Highlander Highlight: Jakeishya Le, Women’s Golf

Video Star — How YouTube helped turn this UCR golfer into a champion

By Omar Shamout

Photo by Mary Ritchie

Jakeishya Le isn’t the first golfer to have her father as a coach.

But she might be the only one — and perhaps one of the best — whose father doesn’t know how to play.

“He actually doesn’t golf,” said the 20-year-old junior from Santa Ana about her dad, Christopher, 58. “He just looks at YouTube videos and tries to tell me what looks right.”

And if his daughter’s performance in high school and college is any indication, Christopher was right more often than not.

Jakeishya helped lead Mater Dei High School to an undefeated record and two California Interscholastic Federation team championships during her four-year tenure. She also won the individual Trinity League title her senior year, among other honors.

Jakeishya was named Big West Women’s Golf Co-Freshman of the Year in her first season at UC Riverside and First Team All-Conference, igniting the Highlanders to a conference championship and NCAA Regional berth.

She broke UCR’s single-season scoring record with a 73.59 average over 12 events in the 2016–17 season, becoming the second UCR golfer ever to earn an at-large berth to the NCAA Regionals, held that year in Lubbock, Texas.

“I had a lot of fun even though I missed my teammates,” Jakeishya recalled about the trip. “They had really good ribs there,” she added.

Yet there was ample heartbreak to go along with the triumphs of her sophomore season, with both Jakeishya and the team missing out on conference titles by a single stroke.

“I could let it haunt me, but it motivates me to want to practice, to push me to go put the extra hour in,” Jakeishya said. “I’m trying to lower my average to under par.”

Photo by Mary Ritchie

And her dad will always be there to help, not only with advice from YouTube videos — mostly those posted by the Golf Channel — but also with an analysis of her swing based on his own videos of Jakeishya on the links.

“He’ll play it in slow motion, do a freeze frame, and tell me what I need to do,” she said. “He’s so excited to help me. I’m really grateful for him.”
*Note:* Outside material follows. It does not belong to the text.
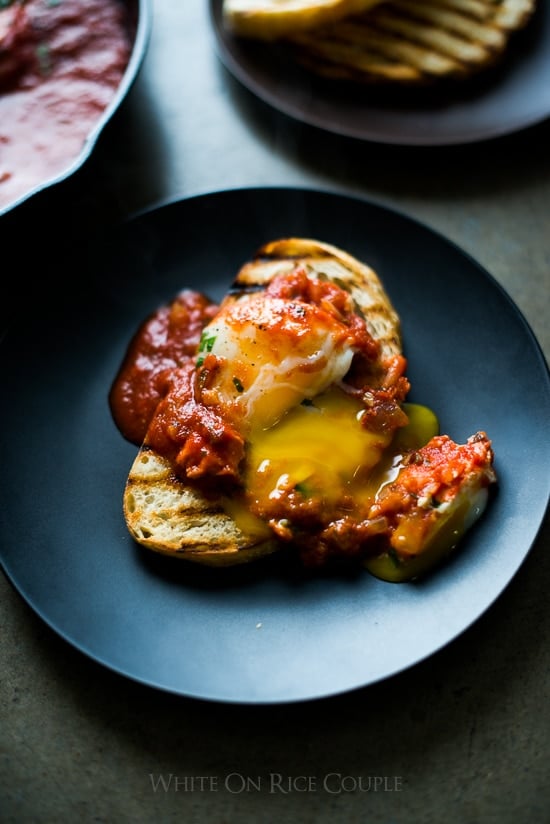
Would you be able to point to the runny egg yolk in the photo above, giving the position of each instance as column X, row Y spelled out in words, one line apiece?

Jakeishya’s mom Annie, 55, also helps her daughter in the best way she knows how: ensuring she’s getting enough to eat.

“She’ll cut me fruit so that I can eat it on the course,” Jakeishya said, laughing. “She doesn’t know that much about golf, she just cares about my well-being.”

When it came time to choose a college, Jakeishya honed in on UCR right away because of its proximity to her family, its academics, and — last but not least — women’s golf coach Mary Ritchie, who made an immediate impact on the budding star.
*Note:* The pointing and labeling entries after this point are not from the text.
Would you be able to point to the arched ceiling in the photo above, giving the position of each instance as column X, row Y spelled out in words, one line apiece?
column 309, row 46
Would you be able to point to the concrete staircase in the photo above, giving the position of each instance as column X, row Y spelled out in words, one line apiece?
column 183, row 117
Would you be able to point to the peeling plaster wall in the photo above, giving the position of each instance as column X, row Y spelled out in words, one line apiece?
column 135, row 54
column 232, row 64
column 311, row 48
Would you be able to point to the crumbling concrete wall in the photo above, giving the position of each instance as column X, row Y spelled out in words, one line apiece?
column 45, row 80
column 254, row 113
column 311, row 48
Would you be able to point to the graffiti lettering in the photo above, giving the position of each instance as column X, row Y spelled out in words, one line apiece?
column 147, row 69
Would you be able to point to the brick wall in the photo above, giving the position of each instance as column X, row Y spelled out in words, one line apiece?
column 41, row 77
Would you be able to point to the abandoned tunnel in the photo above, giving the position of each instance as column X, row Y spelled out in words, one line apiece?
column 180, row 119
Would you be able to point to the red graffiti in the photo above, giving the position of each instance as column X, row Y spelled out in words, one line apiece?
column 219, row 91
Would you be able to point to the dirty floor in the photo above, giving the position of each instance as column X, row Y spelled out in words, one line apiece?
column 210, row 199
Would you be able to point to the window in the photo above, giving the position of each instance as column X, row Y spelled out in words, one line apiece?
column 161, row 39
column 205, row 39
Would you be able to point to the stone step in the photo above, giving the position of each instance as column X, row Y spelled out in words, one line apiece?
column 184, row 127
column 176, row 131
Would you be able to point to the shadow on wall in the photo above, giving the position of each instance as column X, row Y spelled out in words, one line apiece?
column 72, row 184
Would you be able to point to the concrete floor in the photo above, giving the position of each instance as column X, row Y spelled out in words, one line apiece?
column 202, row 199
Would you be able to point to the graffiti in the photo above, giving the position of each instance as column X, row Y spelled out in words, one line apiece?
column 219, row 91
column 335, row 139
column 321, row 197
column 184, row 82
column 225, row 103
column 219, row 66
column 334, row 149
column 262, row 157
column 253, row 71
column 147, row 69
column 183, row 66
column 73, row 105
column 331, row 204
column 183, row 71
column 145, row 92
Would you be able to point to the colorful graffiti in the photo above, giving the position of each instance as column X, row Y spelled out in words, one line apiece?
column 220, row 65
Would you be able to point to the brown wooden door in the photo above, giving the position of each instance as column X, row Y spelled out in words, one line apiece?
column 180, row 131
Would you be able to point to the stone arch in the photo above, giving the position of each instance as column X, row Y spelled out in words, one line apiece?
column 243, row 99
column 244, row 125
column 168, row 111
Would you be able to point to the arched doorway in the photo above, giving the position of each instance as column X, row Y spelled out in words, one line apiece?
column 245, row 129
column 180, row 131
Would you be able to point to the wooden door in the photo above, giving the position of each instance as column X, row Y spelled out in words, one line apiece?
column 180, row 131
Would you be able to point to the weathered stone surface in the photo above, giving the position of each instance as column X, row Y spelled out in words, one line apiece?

“She really sold me on the program,” Jakeishya said. “She tries to make me a more well-rounded person, not just in golf, but in school.”
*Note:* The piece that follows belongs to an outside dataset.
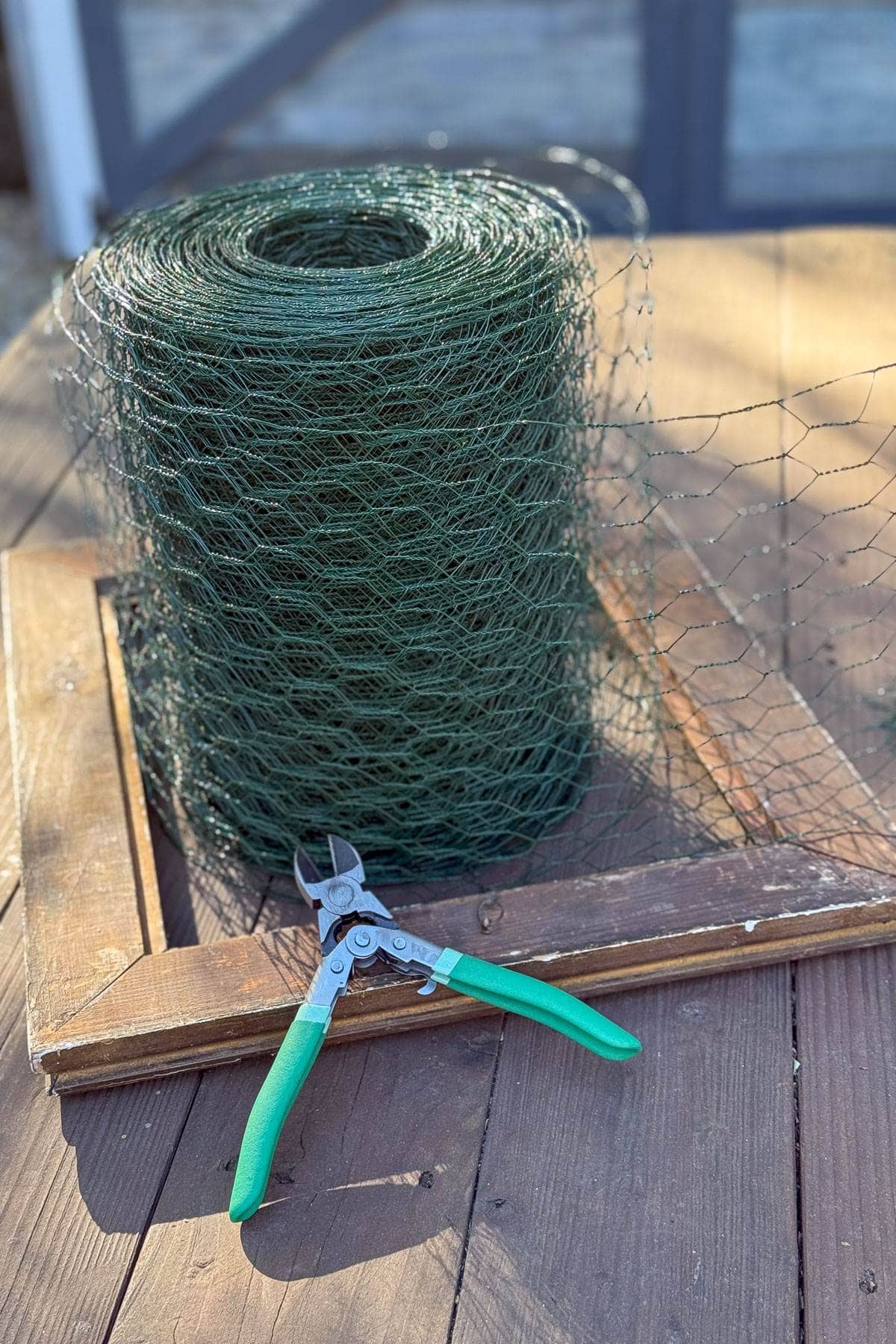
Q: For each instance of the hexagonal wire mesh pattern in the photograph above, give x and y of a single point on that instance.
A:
(364, 444)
A psychology major, Jakeishya said she particularly enjoys learning about child development and the “different reasons why people turn out the way they do.” That’s a knowledge base that also comes in handy while playing golf.

“It’s taught me how to really just relax when I need to, calm myself down, and be really aware of my emotions,” she said.

Jakeishya will put those skills to use when the team’s season resumes in February.

“We have so much talent this year it would be a waste not to win,” Jakeishya said. “I just want another chance at regionals.”

Another motivating factor? The player with the lowest score on the team gets to pick the dinner spot after each tournament. And that means a trip to Raising Cane’s on Magnolia Boulevard when Jakeishya comes out on top.

“I love, love, love chicken nuggets,” she said.